SA Forum is an invited essay from experts on topical issues in science and technology. This column was produced in collaboration with the World Economic Forum.
Imagine you have a great-aunt, a vibrant woman in her 70s who refuses to be trapped in a rocking chair. In fact, she holds a full-time job and insists on walking there and back, a couple of miles each way. She says it keeps her young, but you can’t help worrying. No one is healthy forever.
Like many people her age, your great-aunt follows a set routine. Before her trip to work, she stops at a nearby café for a cup of tea, and as she walks she phones a friend on her mobile phone. After work, she likes to call another friend to ask about a visit. She picks up a small cake or a few cookies at a shop on the way. Afterward she buys groceries to take home for supper.

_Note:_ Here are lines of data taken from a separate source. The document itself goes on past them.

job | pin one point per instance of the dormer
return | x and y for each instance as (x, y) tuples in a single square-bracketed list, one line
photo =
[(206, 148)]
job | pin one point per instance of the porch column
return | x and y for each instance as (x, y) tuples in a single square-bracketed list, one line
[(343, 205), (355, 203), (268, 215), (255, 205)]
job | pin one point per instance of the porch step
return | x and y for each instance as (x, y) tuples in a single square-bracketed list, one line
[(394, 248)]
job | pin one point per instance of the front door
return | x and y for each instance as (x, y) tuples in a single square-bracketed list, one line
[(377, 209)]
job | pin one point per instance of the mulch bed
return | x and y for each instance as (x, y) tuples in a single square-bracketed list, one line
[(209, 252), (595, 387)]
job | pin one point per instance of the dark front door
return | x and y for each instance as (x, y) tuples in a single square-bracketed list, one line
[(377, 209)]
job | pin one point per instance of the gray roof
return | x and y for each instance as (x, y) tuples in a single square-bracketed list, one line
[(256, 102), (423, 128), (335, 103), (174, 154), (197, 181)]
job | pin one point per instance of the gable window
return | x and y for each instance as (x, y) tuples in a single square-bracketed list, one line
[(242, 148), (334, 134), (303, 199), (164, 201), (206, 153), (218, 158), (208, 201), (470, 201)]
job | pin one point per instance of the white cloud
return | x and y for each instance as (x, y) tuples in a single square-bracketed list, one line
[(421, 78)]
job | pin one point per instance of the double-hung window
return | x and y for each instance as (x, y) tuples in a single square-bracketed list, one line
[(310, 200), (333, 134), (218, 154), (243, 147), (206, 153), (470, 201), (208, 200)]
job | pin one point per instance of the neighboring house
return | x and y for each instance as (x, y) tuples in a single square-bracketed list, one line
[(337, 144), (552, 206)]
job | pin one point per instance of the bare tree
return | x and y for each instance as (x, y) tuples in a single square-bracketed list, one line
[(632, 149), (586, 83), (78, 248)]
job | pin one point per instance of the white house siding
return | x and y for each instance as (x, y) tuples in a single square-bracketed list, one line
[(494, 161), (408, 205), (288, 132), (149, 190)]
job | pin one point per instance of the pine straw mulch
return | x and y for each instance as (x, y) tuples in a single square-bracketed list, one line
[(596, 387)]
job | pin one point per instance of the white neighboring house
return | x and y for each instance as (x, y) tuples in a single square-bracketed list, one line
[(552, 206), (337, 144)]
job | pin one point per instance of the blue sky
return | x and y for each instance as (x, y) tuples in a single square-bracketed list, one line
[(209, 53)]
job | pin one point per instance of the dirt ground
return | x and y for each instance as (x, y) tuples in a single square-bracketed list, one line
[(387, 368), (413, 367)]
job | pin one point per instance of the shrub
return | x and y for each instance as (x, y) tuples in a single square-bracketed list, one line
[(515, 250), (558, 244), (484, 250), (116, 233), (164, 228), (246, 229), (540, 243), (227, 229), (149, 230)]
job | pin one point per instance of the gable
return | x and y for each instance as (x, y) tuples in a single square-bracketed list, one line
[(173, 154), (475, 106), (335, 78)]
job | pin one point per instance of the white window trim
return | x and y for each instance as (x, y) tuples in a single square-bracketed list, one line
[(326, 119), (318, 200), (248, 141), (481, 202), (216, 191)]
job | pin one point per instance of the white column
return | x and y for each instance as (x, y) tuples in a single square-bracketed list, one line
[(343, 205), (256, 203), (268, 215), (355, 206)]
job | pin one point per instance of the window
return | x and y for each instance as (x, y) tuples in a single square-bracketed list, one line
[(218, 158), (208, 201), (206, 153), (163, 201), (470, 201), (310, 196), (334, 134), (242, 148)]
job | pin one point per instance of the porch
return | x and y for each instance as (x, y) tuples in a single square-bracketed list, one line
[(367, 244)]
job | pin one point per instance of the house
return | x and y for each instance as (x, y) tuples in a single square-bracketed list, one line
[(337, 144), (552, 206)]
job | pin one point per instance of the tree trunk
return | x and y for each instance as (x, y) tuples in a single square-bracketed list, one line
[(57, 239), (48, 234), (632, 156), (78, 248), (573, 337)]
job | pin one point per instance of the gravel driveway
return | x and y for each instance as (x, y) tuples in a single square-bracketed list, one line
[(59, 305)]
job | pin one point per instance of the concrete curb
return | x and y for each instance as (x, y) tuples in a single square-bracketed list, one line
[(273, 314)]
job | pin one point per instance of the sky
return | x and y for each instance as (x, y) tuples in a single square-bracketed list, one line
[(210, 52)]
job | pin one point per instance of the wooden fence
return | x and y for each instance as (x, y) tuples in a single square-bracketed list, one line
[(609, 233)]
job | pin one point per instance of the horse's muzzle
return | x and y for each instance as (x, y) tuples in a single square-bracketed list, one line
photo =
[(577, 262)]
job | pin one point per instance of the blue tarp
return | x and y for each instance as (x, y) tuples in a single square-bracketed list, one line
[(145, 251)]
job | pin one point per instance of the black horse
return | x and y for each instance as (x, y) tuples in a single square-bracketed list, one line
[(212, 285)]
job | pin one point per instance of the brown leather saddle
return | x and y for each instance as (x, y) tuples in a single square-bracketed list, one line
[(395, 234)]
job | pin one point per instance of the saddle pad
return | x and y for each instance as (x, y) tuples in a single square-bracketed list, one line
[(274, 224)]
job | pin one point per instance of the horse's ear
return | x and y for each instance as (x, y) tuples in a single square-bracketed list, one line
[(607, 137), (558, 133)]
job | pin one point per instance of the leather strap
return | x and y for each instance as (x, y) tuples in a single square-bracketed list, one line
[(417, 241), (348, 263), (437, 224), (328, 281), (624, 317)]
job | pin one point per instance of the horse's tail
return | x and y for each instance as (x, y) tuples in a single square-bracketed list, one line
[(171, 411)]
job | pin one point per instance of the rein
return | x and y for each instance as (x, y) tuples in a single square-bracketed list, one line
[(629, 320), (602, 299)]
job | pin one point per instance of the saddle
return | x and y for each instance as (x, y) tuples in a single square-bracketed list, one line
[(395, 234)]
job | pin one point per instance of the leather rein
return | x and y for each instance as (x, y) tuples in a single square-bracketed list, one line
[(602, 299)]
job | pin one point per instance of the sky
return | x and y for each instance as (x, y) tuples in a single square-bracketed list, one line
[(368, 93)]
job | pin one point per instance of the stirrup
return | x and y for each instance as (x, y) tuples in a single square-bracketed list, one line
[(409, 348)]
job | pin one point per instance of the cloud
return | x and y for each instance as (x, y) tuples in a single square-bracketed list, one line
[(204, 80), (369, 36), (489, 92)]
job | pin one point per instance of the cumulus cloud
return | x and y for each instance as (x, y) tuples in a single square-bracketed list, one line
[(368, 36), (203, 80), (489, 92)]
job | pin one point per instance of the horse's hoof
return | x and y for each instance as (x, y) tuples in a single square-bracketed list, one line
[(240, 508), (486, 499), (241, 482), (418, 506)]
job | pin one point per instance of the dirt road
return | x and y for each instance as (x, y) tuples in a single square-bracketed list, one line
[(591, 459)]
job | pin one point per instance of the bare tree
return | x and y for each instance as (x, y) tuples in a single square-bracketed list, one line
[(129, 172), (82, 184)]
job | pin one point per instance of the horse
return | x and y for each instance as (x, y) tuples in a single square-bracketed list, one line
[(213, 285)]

A big departure from this pattern could mean your great-aunt is having problems. If you had access to her cell phone records and GPS data, you could see that something was up. It could even help you tell how urgent the situation might be. If she’s quit socializing and is just shuttling to work and back, it might signal depression—you’d make a note to drop by and make sure she’s okay. If she stops leaving the house entirely and doesn’t answer her phone, you know the problem is urgent. If you can’t get over there immediately, you’d better call a neighbor to look in on her.
Your auntie probably can’t enable you to access her data directly, no matter how she might wish to. But soon you could have a better solution: an app on her phone that would scan her data regularly for symptoms of physical or emotional distress and text or e-mail you a warning if necessary. Using sophisticated machine-learning algorithms, the app could even distinguish between a yellow alert and a red one.
This is just a bare-bones example of “quantified self” technology. The term may be unfamiliar to most people, but the idea behind it is already starting to change lives—and to reshape society as a whole. "QS" is basically the everyday use of electronic devices to monitor, interpret and possibly adjust our own physical and mental processes. And it can work wonders.
One of my most indispensable QS devices is a wristband containing just one sensor: an accelerometer. Besides clocking my daily exercise, it goes on monitoring me through the night, sorting deep sleep from light sleep according to how much I toss and turn. With its help I’ve discovered that regardless of when I go to bed, the time between 5:30 and 6:45 A.M. is when I can count on getting some of my deepest sleep. Now I know better than to set the alarm for 6:15. Instead, I go to bed later, get up later and feel far more rested with the same amount of sack time. Once you experience something like this, you’re sold.
QS devices and apps don’t tattle to your doctor. They don’t yell at you. They just help you see what you’re doing—and maybe how to do it better. As the trend grows, our appetite for deeper insights will grow with it. People will demand to see existing data that’s always been kept from them—not only the confidential histories in their insurers’ files but also the undisclosed marketing dossiers their favorite Web sites have been assembling for years, if not decades. In the future we simply won’t stand for a company’s owning data on us and refusing to let us see it.
So far, most QS sensors remain on wristbands, phones and other wearables. But sooner or later the technology is bound to get under our skins—literally. Like it or not, modern humans are mutating into a race of cyborgs. Medical devices like hearing aids and pacemakers have become commonplace—and it’s only a slight exaggeration to say we’ve grown attached to our smartphones. As QS technology becomes smarter, tinier and more essential to our daily lives, it’s likely to become literally a part of us. Eventually we might even communicate with one another via those devices. Not everyone may like the prospect of such a networked future. But you never know when your great-aunt might need help.